Multivariate statistics analyses were performed on all available samples parameters including mineral and chemical composition; color (RGB, brightness – lBRT and darkness - dBRT); material fineness (−71 µA); Au, Cu, As, Ni, sulfidic S, total S recovery to concentrate and losses to flotation tails (XF) (εAuKF, εCuKF, εAsKF, εNiKF, εSsKF, εSKF; εAuXF, εCuXF, εAsXF, εNiXF, εSsXF, εSXF) and cyanidation (εAuCN, εCuCN, −εAuCN, −εCuCN), parameters of cyanidation conditions (reagents uptake - NaCNi, CaCNi), cyano-soluble copper – αCuCNr, Au content in cake – AuXvA, characteristics of gravity con (mass pull - γgk-t, pyrite, arsenopyrite, Cr-spinel, chalcopyrite, Ni-minerals contents in gravity con: PyMrcGK, ApyGK, ChrGK, CpyGK, NiMGK).
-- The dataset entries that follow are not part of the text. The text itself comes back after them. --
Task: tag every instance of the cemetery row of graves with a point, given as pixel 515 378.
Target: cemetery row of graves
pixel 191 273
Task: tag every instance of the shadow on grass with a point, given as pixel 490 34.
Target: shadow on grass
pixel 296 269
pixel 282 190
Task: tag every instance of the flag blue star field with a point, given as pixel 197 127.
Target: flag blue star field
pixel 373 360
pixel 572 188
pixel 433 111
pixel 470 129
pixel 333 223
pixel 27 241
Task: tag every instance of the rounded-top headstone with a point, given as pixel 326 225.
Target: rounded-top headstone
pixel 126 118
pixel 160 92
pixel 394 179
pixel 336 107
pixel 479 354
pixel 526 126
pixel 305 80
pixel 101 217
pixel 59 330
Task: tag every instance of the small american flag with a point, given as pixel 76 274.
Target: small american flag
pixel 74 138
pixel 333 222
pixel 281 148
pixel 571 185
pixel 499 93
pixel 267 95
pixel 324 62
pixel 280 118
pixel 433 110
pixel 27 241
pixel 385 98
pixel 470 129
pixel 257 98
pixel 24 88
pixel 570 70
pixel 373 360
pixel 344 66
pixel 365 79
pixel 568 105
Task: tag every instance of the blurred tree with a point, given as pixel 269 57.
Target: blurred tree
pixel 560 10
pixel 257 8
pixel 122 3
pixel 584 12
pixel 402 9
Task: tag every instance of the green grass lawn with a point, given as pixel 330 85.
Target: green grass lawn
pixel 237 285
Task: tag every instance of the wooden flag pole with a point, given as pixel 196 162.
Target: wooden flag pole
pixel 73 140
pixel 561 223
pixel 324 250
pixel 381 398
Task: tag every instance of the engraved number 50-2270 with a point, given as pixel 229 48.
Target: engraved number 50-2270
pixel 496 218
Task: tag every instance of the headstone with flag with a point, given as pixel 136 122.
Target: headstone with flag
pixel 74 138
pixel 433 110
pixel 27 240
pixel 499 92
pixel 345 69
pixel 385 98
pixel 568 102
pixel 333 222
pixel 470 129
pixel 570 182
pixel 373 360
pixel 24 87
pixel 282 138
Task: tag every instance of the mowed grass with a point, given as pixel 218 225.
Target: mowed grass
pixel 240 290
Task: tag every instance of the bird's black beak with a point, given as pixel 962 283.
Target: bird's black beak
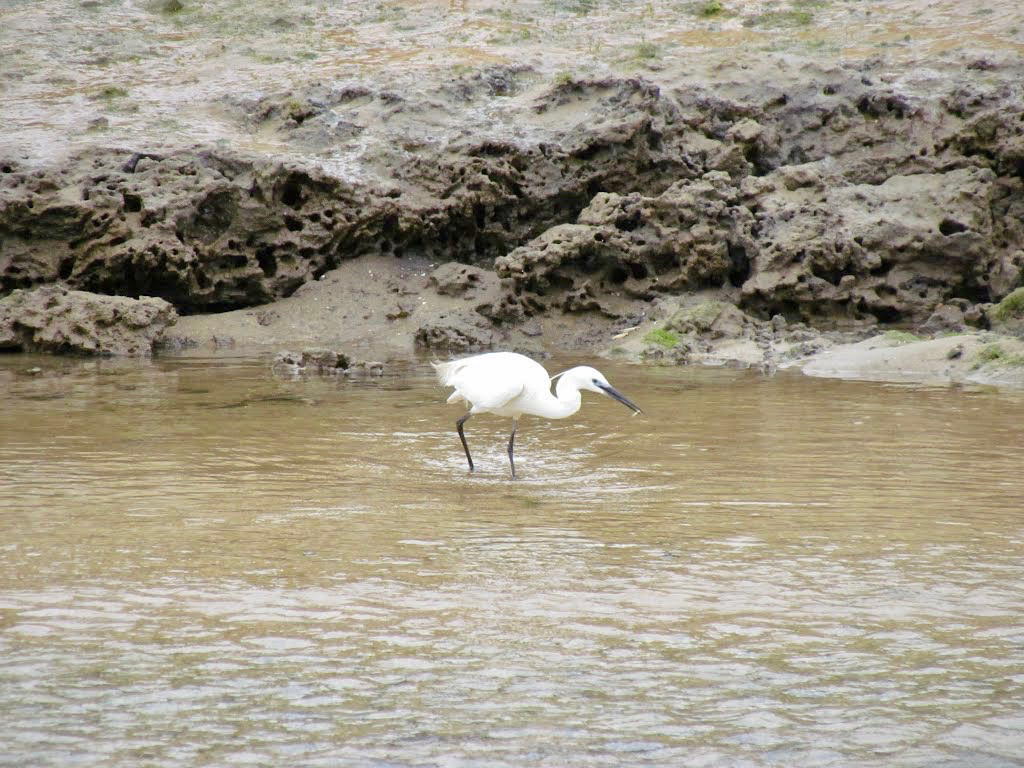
pixel 615 394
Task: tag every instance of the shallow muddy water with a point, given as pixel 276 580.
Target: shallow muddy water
pixel 202 564
pixel 130 73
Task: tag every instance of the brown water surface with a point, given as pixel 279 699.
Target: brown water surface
pixel 202 564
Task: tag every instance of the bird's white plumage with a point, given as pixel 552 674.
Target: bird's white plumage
pixel 509 384
pixel 492 382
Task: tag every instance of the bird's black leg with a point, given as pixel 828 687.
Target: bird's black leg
pixel 462 436
pixel 511 441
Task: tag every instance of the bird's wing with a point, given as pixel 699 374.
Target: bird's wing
pixel 486 387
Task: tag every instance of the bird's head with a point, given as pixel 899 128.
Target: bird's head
pixel 589 378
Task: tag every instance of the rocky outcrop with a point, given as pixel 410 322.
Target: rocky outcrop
pixel 325 363
pixel 55 320
pixel 824 195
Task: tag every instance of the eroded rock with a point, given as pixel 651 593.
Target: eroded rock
pixel 53 318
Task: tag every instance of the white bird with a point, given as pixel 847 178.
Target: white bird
pixel 510 384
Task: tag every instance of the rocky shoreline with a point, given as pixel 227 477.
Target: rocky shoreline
pixel 772 211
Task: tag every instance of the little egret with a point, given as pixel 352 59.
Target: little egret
pixel 510 384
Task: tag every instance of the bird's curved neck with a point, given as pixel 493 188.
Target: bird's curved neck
pixel 565 401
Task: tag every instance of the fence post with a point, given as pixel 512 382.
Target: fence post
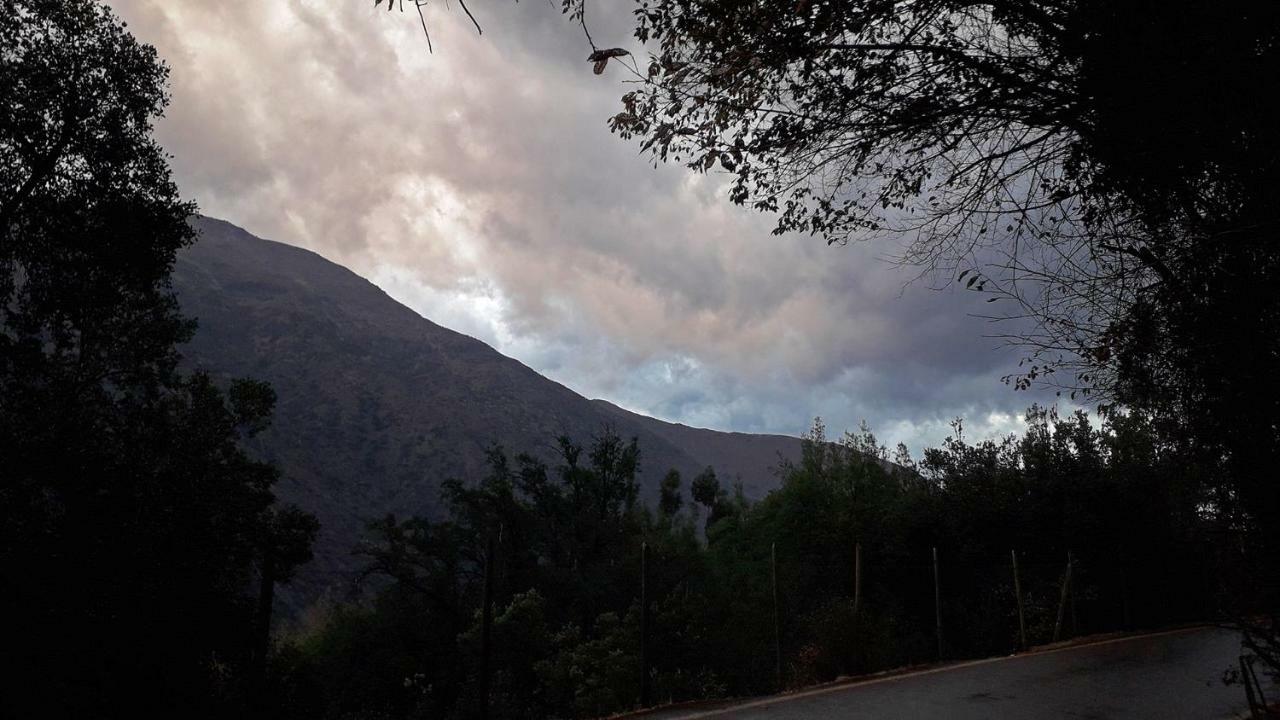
pixel 485 632
pixel 937 601
pixel 644 624
pixel 1061 602
pixel 1018 592
pixel 777 625
pixel 858 579
pixel 1075 621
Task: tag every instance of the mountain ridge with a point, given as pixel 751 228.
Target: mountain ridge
pixel 378 405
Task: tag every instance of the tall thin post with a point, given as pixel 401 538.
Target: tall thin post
pixel 1124 595
pixel 858 579
pixel 937 601
pixel 777 624
pixel 1075 621
pixel 485 632
pixel 1061 602
pixel 644 625
pixel 1018 591
pixel 263 642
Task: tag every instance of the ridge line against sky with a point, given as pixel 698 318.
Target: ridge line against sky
pixel 480 186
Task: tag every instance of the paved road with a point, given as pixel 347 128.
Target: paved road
pixel 1166 675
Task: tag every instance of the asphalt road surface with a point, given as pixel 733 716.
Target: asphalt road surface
pixel 1165 675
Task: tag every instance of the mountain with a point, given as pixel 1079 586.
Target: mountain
pixel 376 405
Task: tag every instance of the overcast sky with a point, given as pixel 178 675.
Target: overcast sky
pixel 480 186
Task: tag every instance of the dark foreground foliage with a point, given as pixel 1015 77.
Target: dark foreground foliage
pixel 1139 522
pixel 133 528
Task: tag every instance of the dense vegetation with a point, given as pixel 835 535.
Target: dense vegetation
pixel 135 532
pixel 140 543
pixel 567 556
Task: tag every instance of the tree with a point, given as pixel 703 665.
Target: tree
pixel 1107 172
pixel 132 523
pixel 671 500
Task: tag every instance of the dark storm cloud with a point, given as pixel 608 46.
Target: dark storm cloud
pixel 480 186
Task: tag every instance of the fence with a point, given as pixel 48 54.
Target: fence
pixel 860 609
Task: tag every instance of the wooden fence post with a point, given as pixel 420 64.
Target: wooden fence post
pixel 485 632
pixel 1061 602
pixel 777 624
pixel 1018 592
pixel 858 579
pixel 644 625
pixel 937 601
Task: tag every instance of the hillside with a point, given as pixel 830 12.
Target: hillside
pixel 379 405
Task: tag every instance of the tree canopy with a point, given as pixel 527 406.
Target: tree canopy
pixel 133 525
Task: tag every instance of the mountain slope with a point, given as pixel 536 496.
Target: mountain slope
pixel 378 405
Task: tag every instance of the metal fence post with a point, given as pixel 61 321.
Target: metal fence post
pixel 937 601
pixel 644 625
pixel 777 624
pixel 1018 592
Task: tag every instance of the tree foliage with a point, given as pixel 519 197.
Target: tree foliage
pixel 1148 536
pixel 133 527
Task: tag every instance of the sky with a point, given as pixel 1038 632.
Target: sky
pixel 480 186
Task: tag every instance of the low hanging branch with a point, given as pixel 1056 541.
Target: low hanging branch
pixel 576 9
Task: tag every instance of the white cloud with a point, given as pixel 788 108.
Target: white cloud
pixel 480 186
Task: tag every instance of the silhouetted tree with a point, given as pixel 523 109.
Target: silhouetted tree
pixel 132 524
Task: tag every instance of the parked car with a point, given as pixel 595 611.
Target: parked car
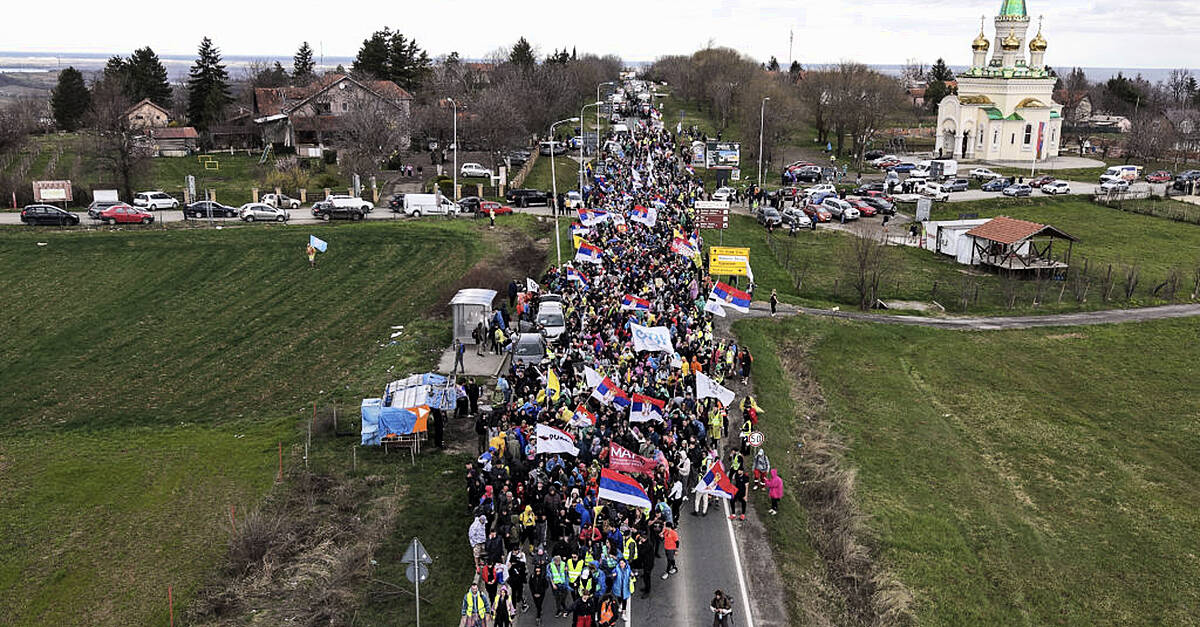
pixel 1059 186
pixel 255 212
pixel 124 214
pixel 529 348
pixel 281 201
pixel 724 193
pixel 1114 186
pixel 153 201
pixel 881 204
pixel 769 216
pixel 474 169
pixel 864 208
pixel 957 185
pixel 817 213
pixel 96 207
pixel 996 184
pixel 1018 190
pixel 795 215
pixel 840 209
pixel 208 208
pixel 46 214
pixel 342 199
pixel 327 210
pixel 527 197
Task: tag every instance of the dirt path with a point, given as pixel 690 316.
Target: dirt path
pixel 1110 316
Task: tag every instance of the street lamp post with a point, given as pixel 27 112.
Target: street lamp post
pixel 553 183
pixel 455 191
pixel 762 119
pixel 583 138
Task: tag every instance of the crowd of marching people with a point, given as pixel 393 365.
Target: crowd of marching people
pixel 592 457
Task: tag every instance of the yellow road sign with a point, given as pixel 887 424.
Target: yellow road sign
pixel 726 260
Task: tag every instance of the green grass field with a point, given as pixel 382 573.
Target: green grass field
pixel 150 376
pixel 1041 477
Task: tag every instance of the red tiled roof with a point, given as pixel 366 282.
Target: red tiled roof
pixel 178 132
pixel 1005 230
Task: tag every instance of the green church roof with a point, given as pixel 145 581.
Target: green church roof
pixel 1013 9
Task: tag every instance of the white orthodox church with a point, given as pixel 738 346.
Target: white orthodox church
pixel 1003 108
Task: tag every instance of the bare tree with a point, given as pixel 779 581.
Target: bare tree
pixel 865 261
pixel 114 147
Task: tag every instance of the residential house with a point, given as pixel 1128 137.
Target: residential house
pixel 147 114
pixel 309 118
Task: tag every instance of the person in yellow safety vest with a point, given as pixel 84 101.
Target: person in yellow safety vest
pixel 574 567
pixel 475 608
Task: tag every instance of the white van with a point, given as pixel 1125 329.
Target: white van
pixel 1121 173
pixel 418 204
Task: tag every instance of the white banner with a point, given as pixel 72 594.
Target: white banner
pixel 708 388
pixel 551 440
pixel 653 339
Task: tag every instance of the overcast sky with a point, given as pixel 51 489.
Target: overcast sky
pixel 1084 33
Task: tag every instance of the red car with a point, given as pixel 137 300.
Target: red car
pixel 817 213
pixel 124 214
pixel 864 209
pixel 492 205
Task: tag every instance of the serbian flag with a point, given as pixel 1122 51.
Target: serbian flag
pixel 717 483
pixel 631 302
pixel 643 408
pixel 589 254
pixel 582 417
pixel 575 275
pixel 681 246
pixel 731 297
pixel 622 489
pixel 610 394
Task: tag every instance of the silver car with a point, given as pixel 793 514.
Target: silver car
pixel 261 212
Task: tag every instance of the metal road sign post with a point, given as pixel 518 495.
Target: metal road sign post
pixel 417 559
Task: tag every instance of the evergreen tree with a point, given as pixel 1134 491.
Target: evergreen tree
pixel 208 87
pixel 303 66
pixel 70 100
pixel 940 71
pixel 522 54
pixel 148 78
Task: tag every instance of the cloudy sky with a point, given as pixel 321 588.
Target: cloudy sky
pixel 1085 33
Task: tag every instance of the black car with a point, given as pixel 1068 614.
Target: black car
pixel 46 214
pixel 203 209
pixel 327 210
pixel 526 197
pixel 1186 179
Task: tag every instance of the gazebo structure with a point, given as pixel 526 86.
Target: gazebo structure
pixel 1018 245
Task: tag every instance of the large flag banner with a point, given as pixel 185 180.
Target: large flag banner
pixel 731 297
pixel 624 460
pixel 645 408
pixel 621 489
pixel 708 388
pixel 551 440
pixel 575 275
pixel 654 339
pixel 631 302
pixel 582 417
pixel 589 254
pixel 717 483
pixel 610 394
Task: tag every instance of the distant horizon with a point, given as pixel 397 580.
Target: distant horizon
pixel 10 63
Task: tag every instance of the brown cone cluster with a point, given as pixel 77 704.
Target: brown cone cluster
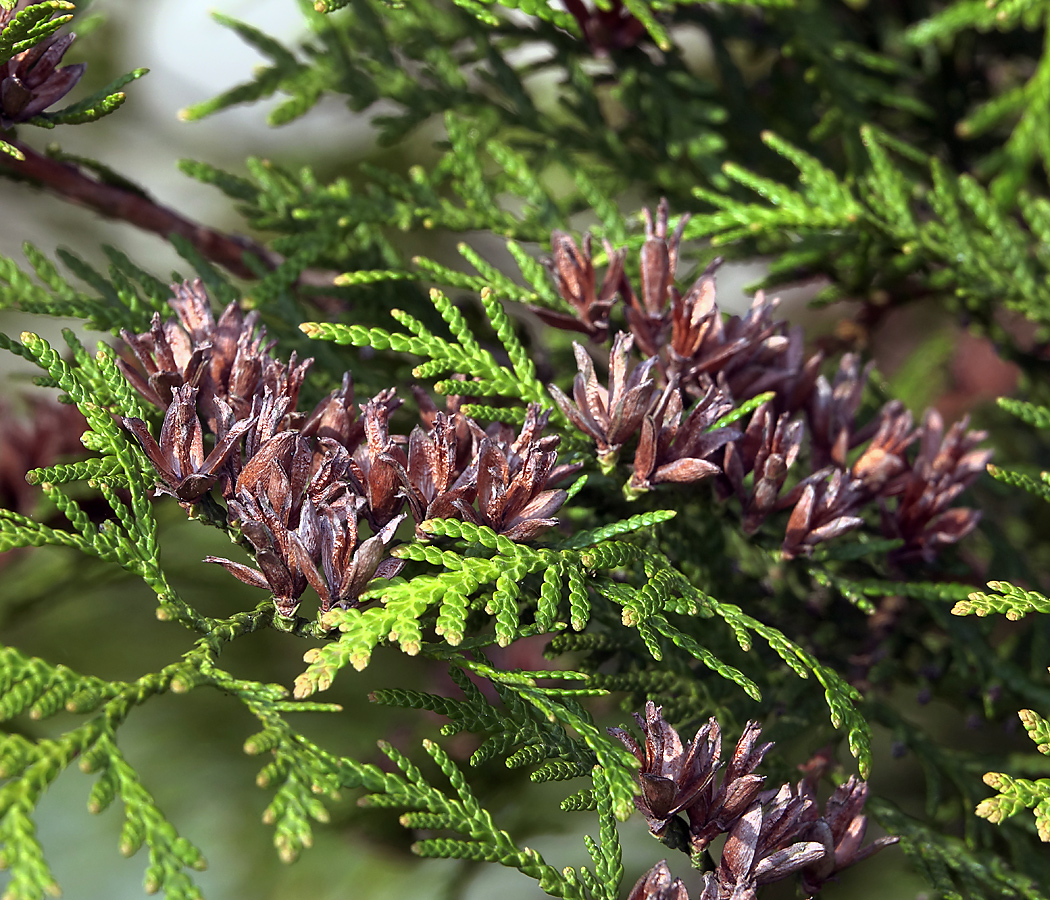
pixel 319 496
pixel 32 81
pixel 683 364
pixel 770 834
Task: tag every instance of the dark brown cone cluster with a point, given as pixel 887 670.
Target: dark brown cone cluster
pixel 694 364
pixel 32 81
pixel 771 834
pixel 318 497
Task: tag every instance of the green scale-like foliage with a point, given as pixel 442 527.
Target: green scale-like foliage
pixel 842 142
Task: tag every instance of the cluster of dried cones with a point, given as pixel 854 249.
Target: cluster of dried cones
pixel 32 80
pixel 771 834
pixel 694 357
pixel 299 486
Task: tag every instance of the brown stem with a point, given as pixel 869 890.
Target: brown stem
pixel 112 201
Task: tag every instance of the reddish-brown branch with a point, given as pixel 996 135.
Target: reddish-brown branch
pixel 75 185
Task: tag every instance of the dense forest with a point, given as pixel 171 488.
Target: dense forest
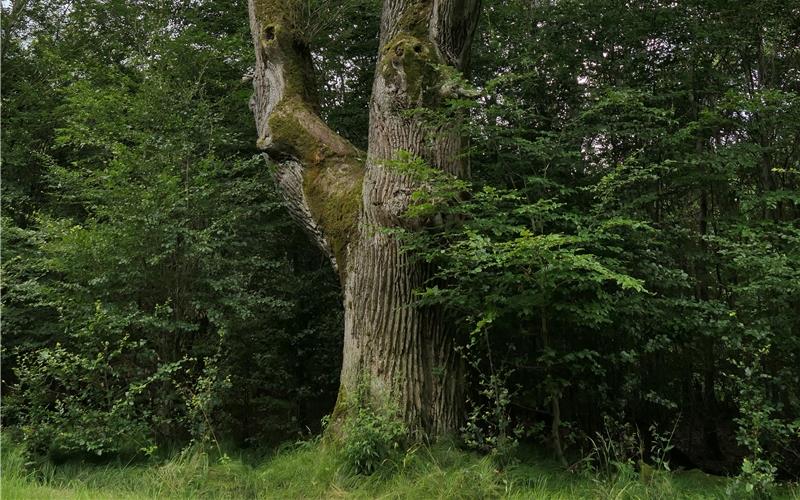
pixel 550 228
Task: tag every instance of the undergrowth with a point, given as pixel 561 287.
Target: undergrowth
pixel 316 469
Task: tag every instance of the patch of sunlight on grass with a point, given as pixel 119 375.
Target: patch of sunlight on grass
pixel 316 470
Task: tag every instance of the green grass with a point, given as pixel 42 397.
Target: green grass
pixel 313 470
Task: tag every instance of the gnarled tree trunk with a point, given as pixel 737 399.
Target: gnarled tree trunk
pixel 404 355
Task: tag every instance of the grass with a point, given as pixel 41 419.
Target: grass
pixel 314 470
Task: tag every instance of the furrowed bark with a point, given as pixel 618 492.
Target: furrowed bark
pixel 407 354
pixel 319 172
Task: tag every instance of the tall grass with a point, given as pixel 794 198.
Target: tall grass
pixel 315 470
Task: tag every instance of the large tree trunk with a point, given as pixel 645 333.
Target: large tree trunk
pixel 403 356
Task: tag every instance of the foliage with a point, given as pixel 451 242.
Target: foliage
pixel 313 470
pixel 371 439
pixel 154 290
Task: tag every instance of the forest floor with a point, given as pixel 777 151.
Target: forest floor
pixel 311 470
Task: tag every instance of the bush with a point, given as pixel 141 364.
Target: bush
pixel 371 439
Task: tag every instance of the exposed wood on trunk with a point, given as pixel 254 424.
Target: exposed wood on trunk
pixel 406 353
pixel 320 172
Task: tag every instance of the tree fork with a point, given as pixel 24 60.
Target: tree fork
pixel 405 354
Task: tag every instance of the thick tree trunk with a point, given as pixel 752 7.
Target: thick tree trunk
pixel 403 356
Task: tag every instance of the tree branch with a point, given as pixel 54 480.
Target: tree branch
pixel 320 172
Pearson correlations revealed occurrence of 3 geochemical and mineral clusters following bulk sample mineralogy (Fig. 1): quartz-sulfide, diorite (feldspatic) and serpentinite. Au losses with cyanidation tails connected with Au locked in sulfides, which was proved with SEM study. S and Cu contents and NaCN consumption were included in the cluster with Au losses with cyanidation. This fact may point to consumption of free CN by reaction with S0 and Cu dissolution, thus leading to deficit of free CN. This reaction produced CuCN and rhodanates that could block surface gold particle impeding its dissolution. Concentrate contamination with self-floating Mg-silicates (talc, serpentine) was connected to Au losses with flotation tails.

Fig. 1.
figure 1

Positive correlations between compositional and metallurgical parameters of samples from Varvara

Principal component analysis exposed 7 principal components, which explained 72.1% of the total variance and described mineral composition, geochemical associations, Au and Cu recovery by flotation and cyanidation (Fig. 2). 5 ore types were well separated in the coordinates of factors 2 and 3, 2 and 4. Quartz-sulfide ore samples demonstrated better recovery by flotation, while cyanidation was more effective for samples with pyroxene-chlorite-prehnite-garnet and quartz-feldspar-pyroxene-amphibole compositions. Carbonate occurrence in the serpentine-chlorite-talc ore reduced recovery by both concentrating methods.

Fig. 2.
figure 2

Factor loadings and factor scores for factors 2 and 4 with interpretation

Regression equations for Au recovery by flotation (R2 = 0.80) and by cyanidation (R2 = 0.88) included color parameter (BRT) and elements contents (ppm or wt%):

$$ \begin{array}{*{20}l} {{\varvec{\upvarepsilon}}{\mathbf{AuFl}} = 127.32 + 0.17{\text{Co}} - 0.01{\text{Cu}} - 4.78{\text{Fe}}\left( \% \right) + 5.19{\text{K}}\left( \% \right) + 0.39{\text{Mo}} + 0.39{\text{Th}} + 0.01{\text{Sb}} - } \hfill \\ {0.63{\text{BRT}} + 0.10{\text{Zn}} + 0.43{\text{Mg}}\left( \% \right) + 0.84{\text{SiO}}2\left( \% \right) - 0.81{\text{Li}} - 0.40{\text{Rb}} - 1.97{\text{Te}} + 5.03{\text{Cs}}} \hfill \\ \end{array} $$
$$ \begin{array}{*{20}l} {{\varvec{\upvarepsilon}}{\mathbf{AuCN}} = 226.60 - 2.86{\text{Ca}}\left( \% \right) + 0.30{\text{Co}} - 7.00{\text{Fe}}\left( \% \right) - 2.08{\text{Sc}} - 0.16{\text{Sr}} + 0.13{\text{V}}} \hfill \\ { - 0.24{\text{MgO}}\left( \% \right) - 3.37{\text{Al}}2{\text{O}}3\left( \% \right) - 0.55{\text{SiO}}2\left( \% \right) + 1.98{\text{Ga}} - 0.42{\text{BRT}} + 0.27LOI\left( \% \right) + } \hfill \\ {0.004Cu + 0.02Ni - 0.01As} \hfill \\ \end{array} $$

4 Conclusions

Mineral composition of the samples varied significantly from serpentine-talc-chlorite ± carbonate to quartz-feldspar, skarn and quartz-sulfide associations. Au losses with cyanidation tails connected with Au locked in sulfides. Au losses with flotation tails connected to concentrate dilution with self-floating Mg-silicates (talc and serpentine). Ore sorting can be done based on regression equations of element composition and ore color to direct the ore to more economically viable process.